King Gesser, a Tibetan epic about a legendary national hero, has been passed from generation to generation storytellers.
Now, however, the tale known as the "king of the world's epic chronicles" can be read in over 70 volumes containing nearly 300 collected hand-written and woodcut versions.
Three million copies of the legend have been published after the Chinese government established a special working group to collate the Gesser chronicles for prosperity.
Consistent government efforts to save ethnic culture
King Gesser is just one of the many projects in the drive to preserve the traditional culture of China's 55 ethnic groups over the past 50 years.

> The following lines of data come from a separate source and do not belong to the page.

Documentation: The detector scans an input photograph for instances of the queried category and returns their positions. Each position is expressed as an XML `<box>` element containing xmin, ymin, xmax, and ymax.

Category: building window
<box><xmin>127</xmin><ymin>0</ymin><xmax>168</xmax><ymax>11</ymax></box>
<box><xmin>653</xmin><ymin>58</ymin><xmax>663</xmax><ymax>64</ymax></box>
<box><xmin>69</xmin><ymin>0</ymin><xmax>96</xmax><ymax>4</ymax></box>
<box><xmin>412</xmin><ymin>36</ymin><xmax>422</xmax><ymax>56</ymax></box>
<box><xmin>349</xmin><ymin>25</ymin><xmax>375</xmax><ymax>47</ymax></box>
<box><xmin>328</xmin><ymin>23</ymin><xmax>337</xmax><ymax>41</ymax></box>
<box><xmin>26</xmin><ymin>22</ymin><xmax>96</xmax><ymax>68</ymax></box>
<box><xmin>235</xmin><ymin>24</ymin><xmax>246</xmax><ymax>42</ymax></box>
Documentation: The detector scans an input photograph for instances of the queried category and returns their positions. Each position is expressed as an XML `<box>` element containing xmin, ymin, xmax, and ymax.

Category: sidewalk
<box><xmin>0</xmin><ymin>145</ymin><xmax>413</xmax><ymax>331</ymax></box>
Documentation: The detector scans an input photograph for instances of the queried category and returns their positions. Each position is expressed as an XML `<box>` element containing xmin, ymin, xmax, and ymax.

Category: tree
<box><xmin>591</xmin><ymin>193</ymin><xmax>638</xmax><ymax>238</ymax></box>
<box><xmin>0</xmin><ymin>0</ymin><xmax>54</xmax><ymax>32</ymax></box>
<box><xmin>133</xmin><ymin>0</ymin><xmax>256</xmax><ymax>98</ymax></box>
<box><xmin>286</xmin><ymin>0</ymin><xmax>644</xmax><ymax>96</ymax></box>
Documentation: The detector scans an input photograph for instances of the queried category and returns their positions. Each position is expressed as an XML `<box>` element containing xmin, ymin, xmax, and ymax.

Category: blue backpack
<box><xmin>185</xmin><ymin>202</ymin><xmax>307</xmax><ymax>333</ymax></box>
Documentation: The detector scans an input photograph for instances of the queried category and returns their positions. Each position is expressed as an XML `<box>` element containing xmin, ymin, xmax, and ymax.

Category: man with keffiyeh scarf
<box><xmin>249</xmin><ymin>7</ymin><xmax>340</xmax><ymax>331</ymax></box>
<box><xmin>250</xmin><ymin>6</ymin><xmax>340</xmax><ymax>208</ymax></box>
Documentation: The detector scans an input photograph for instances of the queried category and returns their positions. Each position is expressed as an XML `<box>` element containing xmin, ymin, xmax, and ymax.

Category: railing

Many ethnic cultural treasures, including documents, dictionaries and ancient books, which were on the verge of being lost have been successfully saved and published. A great number have won state prizes for outstanding ethnic books.
China started establishing special organizations to save ethnic culture in the 1950s. To date, over 120,000 ancient ethnic books have been saved and more than 5,000 have been published.
Meanwhile, more than 400 books including brief histories of ethnic groups and annals of ethnic languages have been completed.
China has over 50 Tibetology research institutes with more than 2,000 researchers and a dozen Tibetology academic periodicals are in publication.
"There was no Tibetology research in the old Tibet, and the research only started after the peaceful liberation of Tibet in 1951," said Gaisang Yexe, of the Academy of Social Sciences of Tibet.
The central and Tibet autonomous regional governments have poured nearly 300 million yuan (US$36 million) into repairing and protecting Tibet’s important relics and sites including the famous Potala Palace.
More traditional cultural treasures of China's ethnic groups are stored in museums. There are over 50 museums featuring ethnic culture in the southwestern Guizhou Province, inhabited by a dozen ethnic groups.